弱小ママさんバレーチームの諸事情 1
弱小ママさんバレーチームには、大会に参加することに意義を持っているチームや、練習後の飲み会或いは茶話会などをメインにしているチームなど、目的は様々であり、それ自体が間違っている訳でないことは、以前お話しした通りである。しかし現在永竹クラブは、勝負にこだわることを目的としたチームとして練習を重ねていた。チームの構成員は、地元の住民。中には結婚して永竹クラブの地元民になった者もいる。当然ご近所付き合いもあれば、子供が同じ学校に通っていてPTAなどでの付き合いもある。そうした環境の中で、どうやら女性同士の事情というものがあるらしい。

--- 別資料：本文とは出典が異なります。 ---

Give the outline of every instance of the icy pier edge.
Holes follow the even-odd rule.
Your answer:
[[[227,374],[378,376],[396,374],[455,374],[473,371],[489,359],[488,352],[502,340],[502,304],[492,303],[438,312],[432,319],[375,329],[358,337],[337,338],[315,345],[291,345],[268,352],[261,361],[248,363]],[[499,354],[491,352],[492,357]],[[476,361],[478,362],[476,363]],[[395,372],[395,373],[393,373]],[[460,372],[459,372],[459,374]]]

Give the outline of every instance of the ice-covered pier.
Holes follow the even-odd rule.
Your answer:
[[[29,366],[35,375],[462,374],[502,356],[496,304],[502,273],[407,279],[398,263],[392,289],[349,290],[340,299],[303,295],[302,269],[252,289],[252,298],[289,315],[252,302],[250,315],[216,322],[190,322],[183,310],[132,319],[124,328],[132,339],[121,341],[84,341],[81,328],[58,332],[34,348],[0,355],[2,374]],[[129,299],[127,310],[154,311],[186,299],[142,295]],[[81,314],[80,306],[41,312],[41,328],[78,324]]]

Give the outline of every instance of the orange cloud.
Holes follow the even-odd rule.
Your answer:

陽介が監督を引き受けてから、練習試合などを数試合したが、日頃の練習の成果が徐々に見受けられるようになり、試合の内容もそれなり良くなってきていた。しかし、試合中劣勢な場面でも、どうやらその女性同士の事情が優先することが分かってきた。
勝負にこだわることを目的としていたバレーボール経験者なら、劣勢の場面では、チームの中で一番得点を取れる者(例えばチームのエース)にトスを集める。永竹クラブで言えば、ヤマちゃんやヨシちゃんであろう。しかしながら、永竹クラブのセッターは、そのような状況であっても前衛アタッカー4人に、ほぼ均等にトスを上げる。もちろん前衛レフトのヤマちゃんと、前衛ライトのヨシちゃんには、比較的多くトスを上げた上での話だが、いずれにせよ総合的に均等にトスを上げているように見える。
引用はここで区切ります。